Nel caso di specie, la Cassazione ha confermato la sussistenza di un’ipotesi di cooperazione colposa nella condotta del lavoratore, il quale, trovandosi a operare in una situazione di rischio immediatamente percepibile e, pure non rivestendo una posizione di garanzia, ovvero rivestendo una mansione che, consapevolmente, non era in grado di assolvere correttamente per deficit formativi attribuibili al datore di lavoro, abbia con esso concorso, con il proprio operato, ad aggravare il rischio di verificazione dell’evento.
Per l’intersecazione dei ricorsi delle parti civili e degli imputati, la Corte ha dovuto valutare anche l’eventuale concorso, ai fini della causazione dell’evento, di ulteriori condotte colpose.
In particolare, è stata valutata la posizione del coordinatore per la sicurezza – titolare di posizione di garanzia – il cui ruolo in cantiere, per consolidata giurisprudenza, non va inteso come presenza e sovraintendenza giornaliera e costante. Per tale figura, la Cassazione ha annullato la pronuncia di responsabilità con rinvio ad altro giudice di appello che si dia carico di determinare le eventuali carenze del piano di sicurezza e coordinamento e la loro efficienza causale nell’evento.

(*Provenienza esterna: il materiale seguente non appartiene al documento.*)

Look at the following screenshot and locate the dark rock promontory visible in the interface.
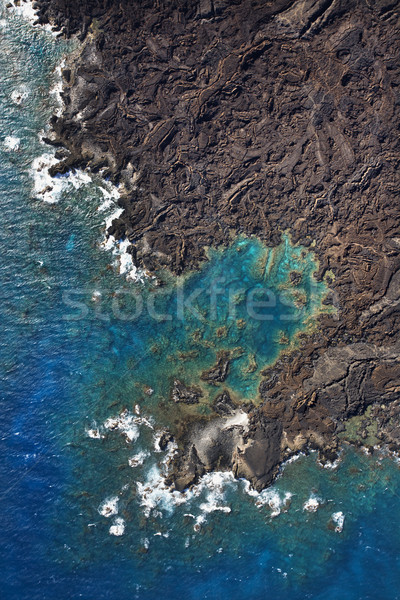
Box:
[24,0,400,489]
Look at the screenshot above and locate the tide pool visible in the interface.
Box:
[0,3,400,600]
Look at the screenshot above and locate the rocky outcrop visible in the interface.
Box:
[22,0,400,489]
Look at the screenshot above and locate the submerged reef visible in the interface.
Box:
[19,0,400,489]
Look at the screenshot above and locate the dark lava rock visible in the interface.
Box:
[212,391,236,417]
[201,352,230,383]
[171,379,203,404]
[32,0,400,489]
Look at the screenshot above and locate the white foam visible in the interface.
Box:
[332,511,345,533]
[317,456,342,471]
[109,517,125,536]
[85,422,104,440]
[8,1,37,23]
[49,60,65,117]
[97,496,119,518]
[4,135,21,152]
[7,0,59,37]
[303,494,322,512]
[128,451,150,468]
[198,471,235,514]
[30,153,92,204]
[11,85,29,106]
[104,410,154,442]
[101,232,147,283]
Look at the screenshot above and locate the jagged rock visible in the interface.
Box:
[212,391,236,417]
[171,379,203,404]
[201,352,230,383]
[31,0,400,489]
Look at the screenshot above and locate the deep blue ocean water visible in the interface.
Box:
[0,4,400,600]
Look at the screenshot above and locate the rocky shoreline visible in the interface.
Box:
[18,0,400,489]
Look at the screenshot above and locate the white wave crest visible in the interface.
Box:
[104,409,154,442]
[30,153,92,204]
[244,481,293,518]
[97,496,119,518]
[331,510,345,533]
[303,494,322,512]
[4,135,21,152]
[128,450,150,468]
[11,85,30,106]
[109,517,125,536]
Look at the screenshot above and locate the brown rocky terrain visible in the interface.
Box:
[20,0,400,488]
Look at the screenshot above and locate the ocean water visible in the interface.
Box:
[0,3,400,600]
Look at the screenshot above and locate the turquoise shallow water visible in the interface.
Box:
[0,9,400,600]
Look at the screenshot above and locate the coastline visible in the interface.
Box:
[8,0,400,488]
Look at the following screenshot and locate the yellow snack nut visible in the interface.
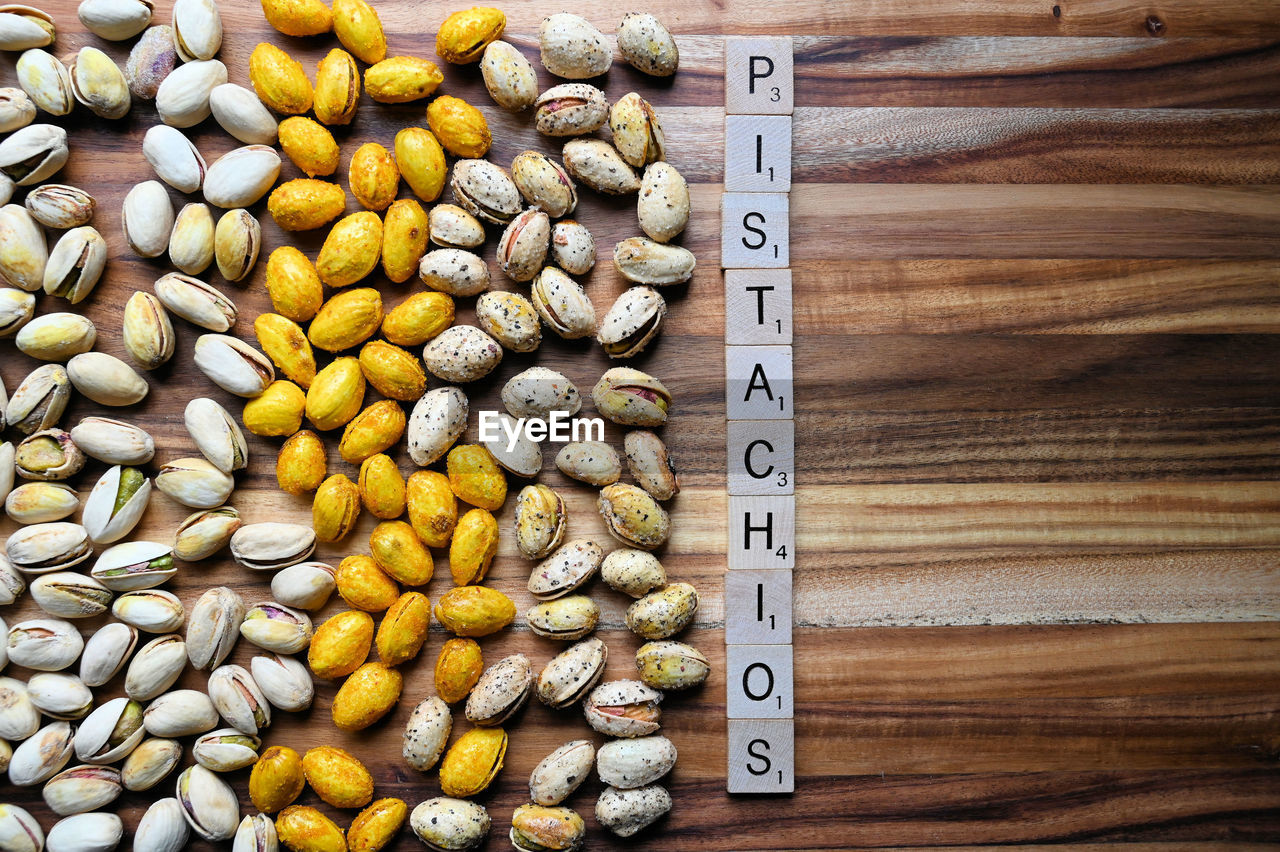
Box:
[248,746,305,814]
[356,453,404,521]
[435,6,507,65]
[375,592,431,665]
[307,610,374,679]
[253,313,316,388]
[435,638,484,704]
[449,509,498,586]
[262,0,333,36]
[311,473,360,542]
[404,471,458,548]
[306,358,365,432]
[312,210,383,289]
[435,586,516,637]
[333,554,399,613]
[330,663,404,730]
[383,290,456,347]
[383,197,430,284]
[278,115,338,178]
[248,41,315,115]
[333,0,387,65]
[315,47,360,124]
[360,337,426,402]
[440,728,507,798]
[347,142,399,211]
[426,95,493,160]
[241,379,307,438]
[275,429,328,496]
[445,444,507,512]
[347,798,408,852]
[266,246,324,322]
[396,127,447,201]
[266,178,347,230]
[365,56,444,104]
[338,399,404,464]
[275,805,347,852]
[307,286,383,350]
[302,746,374,807]
[369,521,435,586]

Analoga decisione viene presa per il committente, anch’esso in posizione di garanzia. La responsabilità di tale soggetto si fonda sulla valutazione della preliminare attività di selezione dell’impresa appaltatrice – e della incidenza di questa nella causalità dell’evento lesivo –, a fronte delle capacità organizzative della ditta scelta per l’esecuzione dei lavori, avuto riguardo ai criteri seguiti dallo stesso committente per la scelta dell’appaltatore o del prestatore d’opera, alla sua ingerenza nell’esecuzione dei lavori, nonché alla agevole e immediata percepibilità da parte del medesimo di situazioni di pericolo (Cass. n. 5946/2020).